More pictures will be posted when available. In no particular order.
Above: Bees on frame. Visible is:-
- Marked Queen
- Larvae of different sizes
Can you identify them? (click to enlarge).
Above: A returning swarm. Thousands of flying bees seems intimidating but they are not interested in us and will rarely sting.
Above: A "bronzed" tip queencell. As the queen is ready to emerge, the workers sometimes remove the wax tip of the queencell to make it easier for the queen to get out.
Above: A swarm which had made a home in a compost bin in Bradwell, Norfolk. The swarm - a cast with a virgin queen - was re-housed and the queen started laying a week or so later.
Above: Housing a bee swarm. The bees were tipped onto the sheet and walked into the hive. It's always a fascinating thing to watch. Sometimes you can see the queen marching up hill towards her new home.
Above: A Nucleus colony of bees. The lighter piece of wood across the entrance is an entrance reducer which helps the colony defend itself from robbing - either bees or wasps. Robbing can be a problem in some years as summer progresses.
Above: Two good frames of brood.

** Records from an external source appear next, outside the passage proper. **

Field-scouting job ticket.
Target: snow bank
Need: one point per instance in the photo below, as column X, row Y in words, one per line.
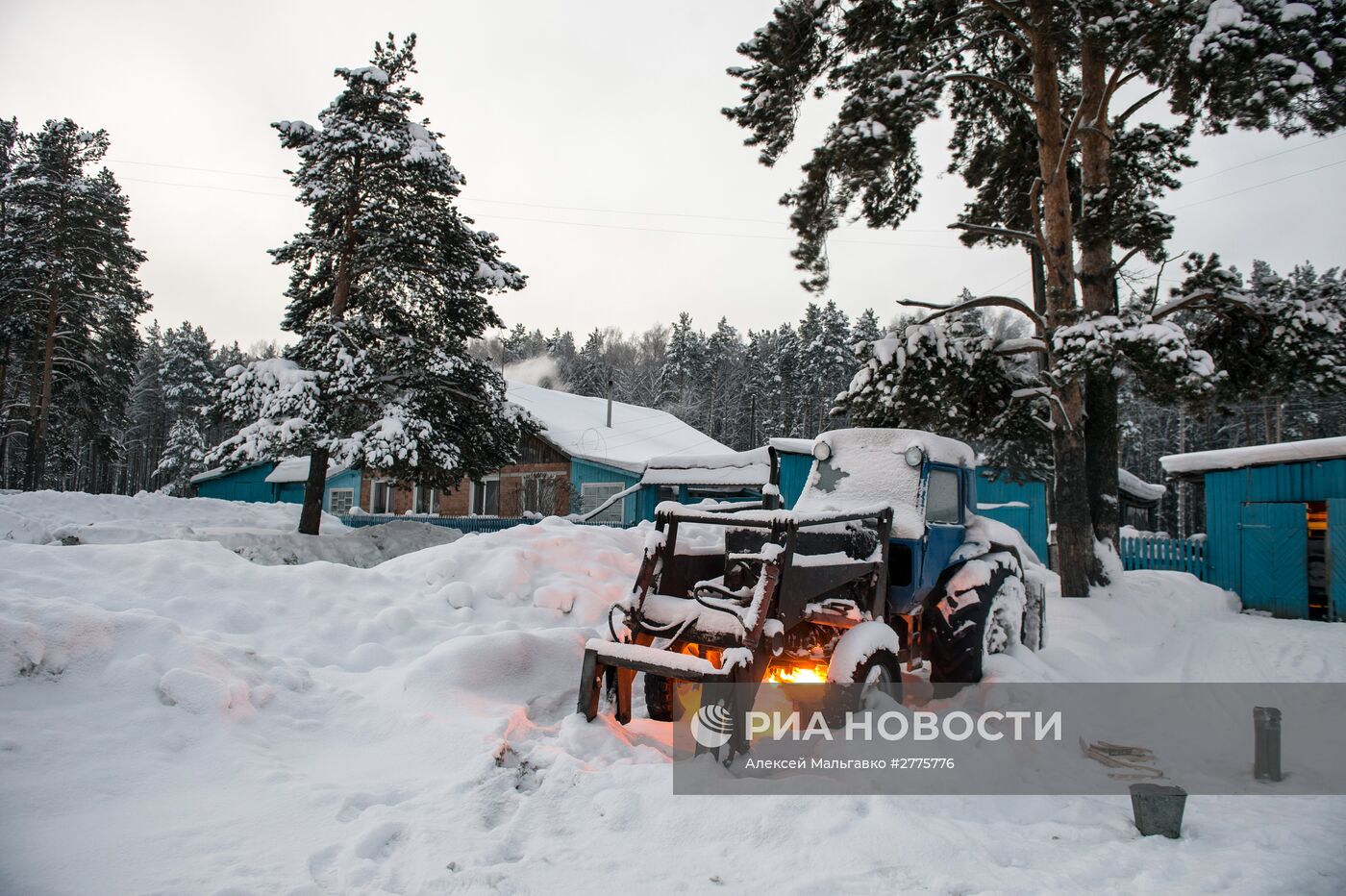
column 46, row 517
column 262, row 533
column 175, row 718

The first one is of sealed brood which shows that the queen is laying really well, although with no stores on the frame, the colony would struggle in bad weather if there was no honey elsewhere in the hive. The near-vertical line of open cells on the left is where a frame wire is situated - so we can't blame the queen for not laying there! The second frame shows brood surrounded by pollen surrounded by honey, some of which is sealed at the top of the frame. This photo was taken in September as the nuc was preparing itself for winter with the brood nest shrinking. Note the darker comb in the right-hand picture denoting older comb. It's advisable to replace comb every few years.
In July, Fireweed, (Rosebay willowherb) can be a good source of forage.
A swarm issued from this hive. However as the queen's wings were clipped she failed to fly. The bees could be seen pushing her out but she scurried back into the hive. In this photo the queen marked blue. (Click to enlarge to find her).
Here's an interesting one. Two queen on one comb. This is mother and daughter; you can see mother is marked red and is yellower than her offspring. Daughter is unmarked. This photo was taken in March so what we can assume happened is that the daughter is a supercedure queen from the previous autumn. Within the hive was one area where there was drone brood and another with worker brood.Which one is the drone layer and which one survived? Nature usually makes the correct decision so I left them to it. The older queen disappeared leaving a drone laying daughter. So they both went. On this occasion, Nature got it wrong, sadly. (As usual click, to enlarge the photograph).
Beehives one evening in July on the edge of a field of phacelia and other bee-friendly plants.
A bee on ceanothus. Some garden plants are good for honeybees, however many imported plants are not. The BBKA website has a list of some good plants for bees.
A queen in her prime to the left. To the right, you might just see the small queen on this breeding nuc frame. I can't recall how she finished up there but she mated and laid well but could not be used.
Drone brood in super frames as a result of laying workers. They didn't lay in the brood box so were missed :(
This hive shows classic fanning by workers from the nasnov glands. A virgin queen was out mating and the workers were fanning to give her additional information to come home, "We're over here!" She started to lay a few days later.
Good queens and good forage make for large colonies. If you are worried about the 3 brood boxes - which can be a bit daunting (!), the colony had 20 frames of brood in the two broodboxes and as I was going away for a while, I decided to give them more space so a third was added. You will also notice the clearer board under the top two supers as these were in the process of being removed. The beer crate was to stand on.